What Meggie hated most of all was the time she had to put in working the paddocks. Drogheda had managed to retain only one of its stockmen, and so far there were no replacements; Australia's greatest shortage had always been manpower. So unless Bob noticed her irritability and fatigue, and gave her Sunday off, Meggie worked the paddocks seven days a week. However, if Bob gave her time off it meant he himself worked harder, so she tried not to let her distress show. It never occurred to her that she could simply refuse to ride as a stockman, plead her babies as an excuse. They were well cared for, and Bob needed her so much more than they did. She didn't have the insight to understand her babies needed her, too; thinking of her longing to be with them as selfishness when they were so well cared for by loving and familiar hands. It was selfish, she told herself. Nor did she have the kind of confidence that might have told her that in her children's eyes she was just as special as they were to her. So she rode the paddocks, and for weeks on end got to see her children only after they were in bed for the night. Whenever Meggie looked at Dane her heart turned over. He was a beautiful child; even strangers on the streets of Gilly remarked on it when Fee took him into town. His habitual expression was a smiling one, his nature a curious combination of quietness and deep, sure happiness; he seemed to have grown into his identity and acquired his self-knowledge with none of the pain children usually experience, for he rarely made mistakes about people or things, and nothing ever exasperated or bewildered him. To his mother his likeness to Ralph was sometimes very frightening, but apparently no one else ever noticed. Ralph had been gone from Gilly for a long time, and though Dane had the same features, the same build, he had one great difference, which tended to cloud the issue. His hair wasn't black like Ralph's, it was a pale gold; not the color of wheat or sunset but the color of Drogheda grass, gold with silver and beige in it.

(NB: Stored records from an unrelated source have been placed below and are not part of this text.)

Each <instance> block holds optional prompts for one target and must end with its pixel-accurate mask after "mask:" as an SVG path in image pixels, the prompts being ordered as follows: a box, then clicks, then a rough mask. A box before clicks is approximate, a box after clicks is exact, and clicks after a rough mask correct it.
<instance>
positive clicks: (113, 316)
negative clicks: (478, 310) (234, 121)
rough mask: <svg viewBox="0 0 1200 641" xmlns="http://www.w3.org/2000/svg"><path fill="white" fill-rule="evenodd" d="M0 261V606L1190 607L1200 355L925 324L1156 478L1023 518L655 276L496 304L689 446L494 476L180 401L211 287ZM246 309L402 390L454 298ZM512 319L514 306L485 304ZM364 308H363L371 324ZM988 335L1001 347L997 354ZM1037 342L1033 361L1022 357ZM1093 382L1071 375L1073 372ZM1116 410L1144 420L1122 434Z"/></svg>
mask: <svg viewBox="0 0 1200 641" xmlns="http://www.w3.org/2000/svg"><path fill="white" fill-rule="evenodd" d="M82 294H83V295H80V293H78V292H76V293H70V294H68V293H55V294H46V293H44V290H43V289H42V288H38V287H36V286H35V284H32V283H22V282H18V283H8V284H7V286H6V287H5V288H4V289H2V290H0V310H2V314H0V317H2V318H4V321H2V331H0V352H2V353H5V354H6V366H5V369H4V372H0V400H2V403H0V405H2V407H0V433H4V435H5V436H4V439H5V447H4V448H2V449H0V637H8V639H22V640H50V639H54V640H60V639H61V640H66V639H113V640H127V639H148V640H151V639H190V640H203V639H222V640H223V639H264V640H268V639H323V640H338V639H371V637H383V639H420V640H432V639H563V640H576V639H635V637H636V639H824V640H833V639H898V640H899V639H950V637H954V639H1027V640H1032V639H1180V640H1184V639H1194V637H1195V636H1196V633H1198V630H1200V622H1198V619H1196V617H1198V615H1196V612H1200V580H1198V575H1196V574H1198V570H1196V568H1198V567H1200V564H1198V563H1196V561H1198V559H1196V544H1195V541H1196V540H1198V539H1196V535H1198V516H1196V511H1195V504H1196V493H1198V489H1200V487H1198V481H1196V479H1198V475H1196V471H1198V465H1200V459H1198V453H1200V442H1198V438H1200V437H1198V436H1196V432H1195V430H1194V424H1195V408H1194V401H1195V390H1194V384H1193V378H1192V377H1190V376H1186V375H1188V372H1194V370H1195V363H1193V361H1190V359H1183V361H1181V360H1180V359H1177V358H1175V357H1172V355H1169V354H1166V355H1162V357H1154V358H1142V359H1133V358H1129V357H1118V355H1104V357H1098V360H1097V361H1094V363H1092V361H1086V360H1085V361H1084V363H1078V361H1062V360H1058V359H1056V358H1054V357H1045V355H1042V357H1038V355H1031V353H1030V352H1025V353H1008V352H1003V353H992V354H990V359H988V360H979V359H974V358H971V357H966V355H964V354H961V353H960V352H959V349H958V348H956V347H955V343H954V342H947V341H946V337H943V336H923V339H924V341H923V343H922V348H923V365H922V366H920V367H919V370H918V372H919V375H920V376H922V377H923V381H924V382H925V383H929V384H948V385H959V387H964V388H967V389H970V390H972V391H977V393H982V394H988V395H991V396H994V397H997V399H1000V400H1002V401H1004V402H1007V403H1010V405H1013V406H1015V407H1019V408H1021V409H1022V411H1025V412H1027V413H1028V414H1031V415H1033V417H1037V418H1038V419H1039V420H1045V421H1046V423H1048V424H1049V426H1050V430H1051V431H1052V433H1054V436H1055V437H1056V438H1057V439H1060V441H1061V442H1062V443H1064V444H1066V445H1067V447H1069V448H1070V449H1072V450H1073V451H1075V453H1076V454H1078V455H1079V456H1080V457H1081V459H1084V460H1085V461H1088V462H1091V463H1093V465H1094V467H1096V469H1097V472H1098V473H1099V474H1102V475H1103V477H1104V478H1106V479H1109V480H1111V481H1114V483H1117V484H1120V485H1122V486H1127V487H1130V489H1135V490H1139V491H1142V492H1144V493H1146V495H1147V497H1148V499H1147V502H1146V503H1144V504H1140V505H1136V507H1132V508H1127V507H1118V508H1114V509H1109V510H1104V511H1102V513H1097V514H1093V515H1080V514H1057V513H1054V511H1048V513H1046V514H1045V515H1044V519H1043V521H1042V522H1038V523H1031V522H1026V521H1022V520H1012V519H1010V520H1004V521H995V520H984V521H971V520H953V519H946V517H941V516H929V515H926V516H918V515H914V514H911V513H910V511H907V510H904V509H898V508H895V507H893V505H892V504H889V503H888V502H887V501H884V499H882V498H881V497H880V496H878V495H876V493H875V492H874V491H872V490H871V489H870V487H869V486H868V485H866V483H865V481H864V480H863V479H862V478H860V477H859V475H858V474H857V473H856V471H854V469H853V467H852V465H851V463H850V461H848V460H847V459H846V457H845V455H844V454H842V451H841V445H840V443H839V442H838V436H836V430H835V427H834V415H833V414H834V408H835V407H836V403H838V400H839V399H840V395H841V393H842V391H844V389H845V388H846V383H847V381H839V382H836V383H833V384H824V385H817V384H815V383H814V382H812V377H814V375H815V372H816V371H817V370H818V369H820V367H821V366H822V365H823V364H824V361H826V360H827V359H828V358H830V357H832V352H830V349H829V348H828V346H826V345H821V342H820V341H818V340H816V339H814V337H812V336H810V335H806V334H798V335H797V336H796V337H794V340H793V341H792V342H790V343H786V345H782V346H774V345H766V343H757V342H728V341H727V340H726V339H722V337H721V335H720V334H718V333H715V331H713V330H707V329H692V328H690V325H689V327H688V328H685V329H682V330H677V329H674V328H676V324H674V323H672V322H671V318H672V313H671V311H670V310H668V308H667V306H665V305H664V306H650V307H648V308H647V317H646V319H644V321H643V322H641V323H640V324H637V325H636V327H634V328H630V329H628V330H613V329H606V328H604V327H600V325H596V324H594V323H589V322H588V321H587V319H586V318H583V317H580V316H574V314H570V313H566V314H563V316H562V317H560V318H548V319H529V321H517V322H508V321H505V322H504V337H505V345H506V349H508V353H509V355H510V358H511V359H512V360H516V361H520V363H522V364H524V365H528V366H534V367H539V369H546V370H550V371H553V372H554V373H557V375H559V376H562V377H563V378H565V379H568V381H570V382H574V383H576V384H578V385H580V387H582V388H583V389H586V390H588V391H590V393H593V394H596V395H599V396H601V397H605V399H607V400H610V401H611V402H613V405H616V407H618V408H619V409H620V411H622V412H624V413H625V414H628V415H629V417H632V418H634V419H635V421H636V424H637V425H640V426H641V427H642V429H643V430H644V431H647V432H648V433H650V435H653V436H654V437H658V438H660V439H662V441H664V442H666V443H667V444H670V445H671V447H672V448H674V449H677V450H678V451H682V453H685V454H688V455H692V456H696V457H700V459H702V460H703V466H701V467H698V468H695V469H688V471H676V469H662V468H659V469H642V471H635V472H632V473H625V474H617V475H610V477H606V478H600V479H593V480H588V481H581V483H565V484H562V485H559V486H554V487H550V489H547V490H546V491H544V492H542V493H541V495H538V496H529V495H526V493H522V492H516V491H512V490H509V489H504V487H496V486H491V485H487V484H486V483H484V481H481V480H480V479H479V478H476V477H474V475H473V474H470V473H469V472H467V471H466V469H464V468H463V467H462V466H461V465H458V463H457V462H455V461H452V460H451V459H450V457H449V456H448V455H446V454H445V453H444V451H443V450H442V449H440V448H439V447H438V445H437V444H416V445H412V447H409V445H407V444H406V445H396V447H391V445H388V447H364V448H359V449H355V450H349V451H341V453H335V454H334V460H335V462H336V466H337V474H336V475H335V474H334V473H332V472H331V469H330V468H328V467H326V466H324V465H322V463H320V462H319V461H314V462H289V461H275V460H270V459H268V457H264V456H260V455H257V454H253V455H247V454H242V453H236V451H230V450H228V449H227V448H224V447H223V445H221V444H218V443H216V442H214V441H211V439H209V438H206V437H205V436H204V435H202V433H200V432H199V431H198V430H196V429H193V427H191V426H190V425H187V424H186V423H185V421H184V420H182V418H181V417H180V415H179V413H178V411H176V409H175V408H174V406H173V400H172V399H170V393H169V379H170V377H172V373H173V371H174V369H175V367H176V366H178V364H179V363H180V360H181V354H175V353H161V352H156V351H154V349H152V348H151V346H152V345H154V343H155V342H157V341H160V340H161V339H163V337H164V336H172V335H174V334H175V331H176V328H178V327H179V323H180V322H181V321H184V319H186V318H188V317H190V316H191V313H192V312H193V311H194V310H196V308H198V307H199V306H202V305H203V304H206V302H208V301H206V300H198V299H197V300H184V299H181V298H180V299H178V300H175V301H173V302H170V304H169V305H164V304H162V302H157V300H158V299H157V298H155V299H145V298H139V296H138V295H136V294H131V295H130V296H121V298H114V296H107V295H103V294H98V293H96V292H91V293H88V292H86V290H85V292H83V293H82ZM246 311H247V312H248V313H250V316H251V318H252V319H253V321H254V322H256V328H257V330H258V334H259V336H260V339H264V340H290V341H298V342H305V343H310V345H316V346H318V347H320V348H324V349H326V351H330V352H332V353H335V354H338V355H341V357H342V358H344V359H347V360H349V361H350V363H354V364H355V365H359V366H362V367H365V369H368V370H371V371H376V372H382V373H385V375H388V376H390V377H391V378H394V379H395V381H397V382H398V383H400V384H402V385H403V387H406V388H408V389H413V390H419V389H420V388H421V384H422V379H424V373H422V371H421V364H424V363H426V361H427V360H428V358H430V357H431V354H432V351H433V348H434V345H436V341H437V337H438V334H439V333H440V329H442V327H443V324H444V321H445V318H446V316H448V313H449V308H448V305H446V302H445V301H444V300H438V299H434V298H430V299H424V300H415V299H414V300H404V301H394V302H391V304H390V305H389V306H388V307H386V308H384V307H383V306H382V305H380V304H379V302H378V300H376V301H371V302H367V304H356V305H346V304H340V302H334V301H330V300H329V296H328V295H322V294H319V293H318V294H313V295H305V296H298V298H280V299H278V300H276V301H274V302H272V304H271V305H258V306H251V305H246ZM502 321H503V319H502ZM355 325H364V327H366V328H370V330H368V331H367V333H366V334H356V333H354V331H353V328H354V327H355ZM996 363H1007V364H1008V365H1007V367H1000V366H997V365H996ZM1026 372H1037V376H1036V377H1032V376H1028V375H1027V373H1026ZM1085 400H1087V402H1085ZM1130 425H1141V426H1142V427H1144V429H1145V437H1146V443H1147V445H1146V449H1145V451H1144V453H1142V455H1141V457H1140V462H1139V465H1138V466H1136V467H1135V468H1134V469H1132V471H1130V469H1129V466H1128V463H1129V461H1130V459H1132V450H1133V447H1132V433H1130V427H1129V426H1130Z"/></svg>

From the moment she set eyes on him, Justine adored her baby brother. Nothing was too good for Dane, nothing too much trouble to fetch or present in his honor. Once he began to walk she never left his side, for which Meggie was very grateful, worrying that Mrs. Smith and the maids were getting too old to keep a satisfactorily sharp eye on a small boy. On one of her rare Sundays off Meggie took her daughter onto her lap and spoke to her seriously about looking after Dane.
"I can't be here at the homestead to look after him myself," she said, "so it all depends on you, Justine., He's your baby brother and you must always watch out for him, make sure he doesn't get into danger or trouble." The light eyes were very intelligent, with none of the rather wandering attention span typical of a four-year old. Justine nodded confidently. "Don't worry, Mum," she said briskly. "I'll always look after him for you." "I wish I could myself," Meggie sighed.
"I don't," said her daughter smugly. "I like having Dane all to myself. So don't worry. I won't let anything happen to him."